Documentation ¶
Overview ¶
Package hyperloglog implements the HyperLogLog algorithm for cardinality estimation. In English: it counts things. It counts things using very small amounts of memory compared to the number of objects it is counting.
For a full description of the algorithm, see the paper HyperLogLog: the analysis of a near-optimal cardinality estimation algorithm by Flajolet, et. al.
Index ¶
Constants ¶
This section is empty.
Variables ¶
This section is empty.
Functions ¶
func Murmur128 ¶
Murmur128 implements a fast version of the murmur hash function for two uint64s for little endian machines. Suitable for adding a 128bit value to an HLL counter.
func Murmur32 ¶
Murmur32 implements a fast version of the murmur hash function for uint32 for little endian machines. Suitable for adding 32bit integers to a HLL counter.
func Murmur64 ¶
Murmur64 implements a fast version of the murmur hash function for uint64 for little endian machines. Suitable for adding 64bit integers to a HLL counter.
func MurmurBytes ¶
MurmurBytes implements a fast version of the murmur hash function for bytes for little endian machines. Suitable for adding strings to HLL counter.
func MurmurString ¶
MurmurString implements a fast version of the murmur hash function for strings for little endian machines. Suitable for adding strings to HLL counter.
Types ¶
type HyperLogLog ¶
type HyperLogLog struct { M uint // Number of registers B uint32 // Number of bits used to determine register index Alpha float64 // Bias correction constant Registers []uint8 }
A HyperLogLog is a deterministic cardinality estimator. This version exports its fields so that it is suitable for saving eg. to a database.
func New ¶
func New(registers uint) (*HyperLogLog, error)
New creates a HyperLogLog with the given number of registers. More registers leads to lower error in your estimated count, at the expense of memory.
Choose a power of two number of registers, depending on the amount of memory you're willing to use and the error you're willing to tolerate. Each register uses one byte of memory.

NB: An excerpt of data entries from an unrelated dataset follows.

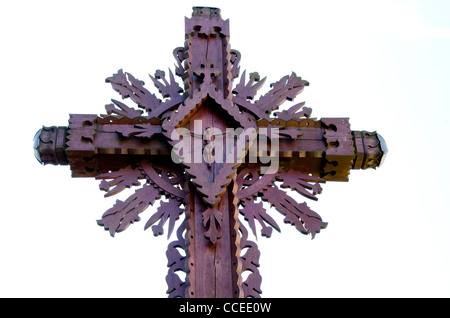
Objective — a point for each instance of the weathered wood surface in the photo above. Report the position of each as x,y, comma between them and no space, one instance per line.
133,147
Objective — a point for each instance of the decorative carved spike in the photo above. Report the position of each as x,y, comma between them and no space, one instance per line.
127,147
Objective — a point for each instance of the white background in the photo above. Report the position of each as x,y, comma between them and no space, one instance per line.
383,63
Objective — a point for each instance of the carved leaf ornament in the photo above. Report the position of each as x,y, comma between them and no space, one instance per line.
155,185
160,116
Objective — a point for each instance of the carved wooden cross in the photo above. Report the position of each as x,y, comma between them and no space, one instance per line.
214,153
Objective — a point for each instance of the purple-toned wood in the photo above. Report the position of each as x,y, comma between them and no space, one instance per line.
133,147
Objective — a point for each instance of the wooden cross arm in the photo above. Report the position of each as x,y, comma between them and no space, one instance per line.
91,145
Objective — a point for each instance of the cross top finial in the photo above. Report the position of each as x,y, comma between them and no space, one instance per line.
206,11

Standard error will be: σ ≈ 1.04 / sqrt(registers) The estimates provided by hyperloglog are expected to be within σ, 2σ, 3σ of the exact count in respectively 65%, 95%, 99% of all the cases.
func (*HyperLogLog) Add ¶
func (h *HyperLogLog) Add(val uint32)
Add to the count. val should be a 32 bit unsigned integer from a good hash function.

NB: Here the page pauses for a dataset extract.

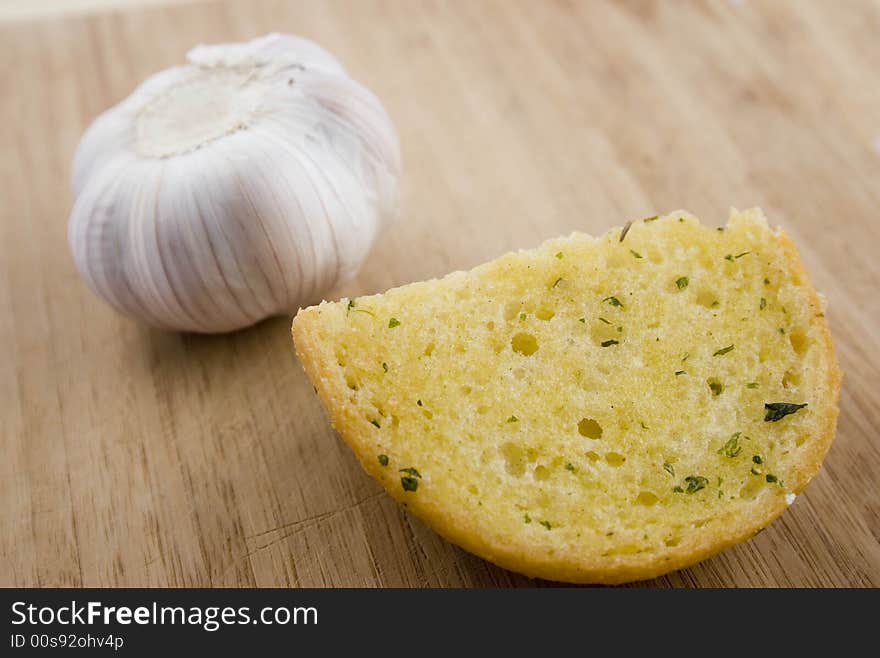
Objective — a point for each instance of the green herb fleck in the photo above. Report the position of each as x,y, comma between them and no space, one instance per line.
695,483
732,447
779,410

func (*HyperLogLog) Count ¶
func (h *HyperLogLog) Count() uint64
Count returns the estimated cardinality.
func (*HyperLogLog) CountWithoutLargeRangeCorrection ¶
func (h *HyperLogLog) CountWithoutLargeRangeCorrection() uint64
CountWithoutLargeRangeCorrection returns the estimated cardinality, without applying the large range correction proposed by Flajolet et al. as it can lead to significant overcounting.
func (*HyperLogLog) Merge ¶
func (h *HyperLogLog) Merge(other *HyperLogLog) error
Merge another HyperLogLog into this one. The number of registers in each must be the same.
func (*HyperLogLog) Reset ¶
func (h *HyperLogLog) Reset()
Reset all internal variables and set the count to zero.